Since the MSS is essentially a vehicle, it can be re-deployed to different sites quicker, compared to packing up and loading the tents and tables in a separate vehicle.
The mobile station can be set up and operated by three personnel: The driver, swab tester and another worker to collect the swab sample. The team said besides the driving, it is intuitive enough to be operated by non-SAF personnel.
One MSS, operational since Monday (May 11), has been deployed to three non-purpose-built dormitories, including factory-converted dormitories, construction temporary quarters and private residential premises.
Whether more mobile swap stations will be deployed to more locations will depend on the operational needs of the inter-agency task force handling the outbreak in dormitories.
“As the inter-agency task force expands their swab operations to non-purpose-
built dormitories, there is a need for swab operations to be set up at different sites on a daily basis,” the Ministry of Defence (MINDEF) said on Wednesday.
National Development Minster Lawrence Wong announced on Tuesday that all 323,000 foreign workers staying in dorms will be tested to ensure they are virus-free before resuming work.
About 3,000 tests are currently being conducted each day in the dormitories.
MOBILE EXPRESS SCANNER
Besides the MSS, Army engineers have developed a mobile express scanner (MExS) to reduce the time needed for swab registration from four minutes to less than a minute.
Registration typically involves writing down a migrant worker’s particulars, like name, date of birth and foreign identification number, in three places: A swab test request form, swab sample manifest list, and sticker to be pasted on the sample vial.
Instead, healthcare workers can use the MExS, a mobile phone scanner, to scan the worker’s work permit to automatically extract his particulars and store it a secured central database. Swab labels can then printed and pasted on the forms and vials.
Since Saturday, 10 of such scanners have been deployed to 38 sites islandwide, covering about 2,000 patients.
A DSTA representative said there are plans to combine the two technologies.
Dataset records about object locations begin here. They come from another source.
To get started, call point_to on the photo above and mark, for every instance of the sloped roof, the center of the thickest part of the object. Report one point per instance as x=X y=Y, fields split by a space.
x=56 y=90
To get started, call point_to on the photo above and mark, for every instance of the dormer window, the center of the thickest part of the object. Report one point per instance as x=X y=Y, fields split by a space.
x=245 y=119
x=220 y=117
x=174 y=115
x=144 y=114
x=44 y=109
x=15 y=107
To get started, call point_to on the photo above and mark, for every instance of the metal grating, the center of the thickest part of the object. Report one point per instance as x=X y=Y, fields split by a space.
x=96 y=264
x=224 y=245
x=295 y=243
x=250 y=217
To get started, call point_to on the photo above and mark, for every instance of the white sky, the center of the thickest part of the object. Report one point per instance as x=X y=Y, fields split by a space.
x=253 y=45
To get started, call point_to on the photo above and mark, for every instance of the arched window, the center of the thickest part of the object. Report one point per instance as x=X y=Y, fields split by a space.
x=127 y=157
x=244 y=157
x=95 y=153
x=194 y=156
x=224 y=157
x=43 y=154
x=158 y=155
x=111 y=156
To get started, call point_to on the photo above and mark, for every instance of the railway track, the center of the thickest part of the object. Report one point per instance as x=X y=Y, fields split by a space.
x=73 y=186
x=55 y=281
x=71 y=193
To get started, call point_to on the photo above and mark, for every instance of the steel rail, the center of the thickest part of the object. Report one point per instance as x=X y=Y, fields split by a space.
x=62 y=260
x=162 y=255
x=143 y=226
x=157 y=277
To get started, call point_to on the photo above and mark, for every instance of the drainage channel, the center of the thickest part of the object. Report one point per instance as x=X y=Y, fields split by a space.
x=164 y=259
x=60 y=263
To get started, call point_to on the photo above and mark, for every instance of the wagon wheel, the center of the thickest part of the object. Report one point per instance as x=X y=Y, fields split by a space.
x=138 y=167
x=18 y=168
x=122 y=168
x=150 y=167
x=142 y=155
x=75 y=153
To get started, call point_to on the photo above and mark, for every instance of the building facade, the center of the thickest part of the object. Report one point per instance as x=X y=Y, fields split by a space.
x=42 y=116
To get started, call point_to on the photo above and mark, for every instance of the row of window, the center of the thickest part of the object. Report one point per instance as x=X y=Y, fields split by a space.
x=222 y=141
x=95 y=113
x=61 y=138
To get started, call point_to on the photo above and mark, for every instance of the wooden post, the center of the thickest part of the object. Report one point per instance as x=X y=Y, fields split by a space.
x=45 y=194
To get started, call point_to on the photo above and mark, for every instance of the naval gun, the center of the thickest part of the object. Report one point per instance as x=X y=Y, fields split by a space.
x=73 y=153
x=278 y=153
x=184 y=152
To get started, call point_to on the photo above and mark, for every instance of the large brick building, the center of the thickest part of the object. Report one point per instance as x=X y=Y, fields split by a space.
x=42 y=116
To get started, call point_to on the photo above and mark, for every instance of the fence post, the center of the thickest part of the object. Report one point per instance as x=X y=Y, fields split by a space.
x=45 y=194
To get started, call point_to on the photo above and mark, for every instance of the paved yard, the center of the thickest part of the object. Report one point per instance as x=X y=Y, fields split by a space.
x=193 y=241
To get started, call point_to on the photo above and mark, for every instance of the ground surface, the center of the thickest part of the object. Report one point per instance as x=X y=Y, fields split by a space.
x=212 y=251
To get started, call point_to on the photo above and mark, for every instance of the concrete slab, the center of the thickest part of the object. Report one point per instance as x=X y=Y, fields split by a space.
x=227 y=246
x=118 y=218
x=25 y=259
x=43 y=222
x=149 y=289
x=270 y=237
“Our next step is to bring that registration counter into the cabin as well so that (fewer) people need to be outside and everything can be done within the cabin,” its head of capability development (wheeled vehicles) Sebastian Lim, 45, said.
MINDEF said the team is also working on two more MSS prototypes by end-June: a multi-utility vehicle (MUV, or large van) equipped with one swab station, and a 20-foot container equipped with three swab stations.
This allows the SAF to better support national requirements in the fight against COVID-19, it added.
“We want to be able to expand our options because they are different applications,” Mr Lim said. “The ambulance and MUV are very mobile. The containers can be used for a slightly longer deployment time with small booths to make it more efficient as a system.”
Still, Mr Lim said there is still room for improvement. “As we work with doctors discussing their workflow, they actually give a lot of suggestions on how we can reduce the workload and moving around,” he added.
DOCTOR LAUDS COMFORT
On the ground, medical swab team leader Captain (Dr) Ivan Low, 26, said the MSS’ air-conditioning and ergonomics make for a comfortable environment to work in.
The more sterile conditions inside mean healthcare workers only need to wear masks and gloves, as compared to full personal protective equipment (PPE) outdoors, such as gowns and face shields.
“My team feels much safer operating from within a clean environment,” CPT Low said. “This is made possible by the ventilation and filtration system which essentially transforms the cabin into a giant N95 mask.”
CPT Low said migrant workers he’s attended to seem “pleasantly surprised” with the MSS, adding that they feel the testing process is more efficient. “The vehicle does seem safer both for them and the healthcare worker,” he stated.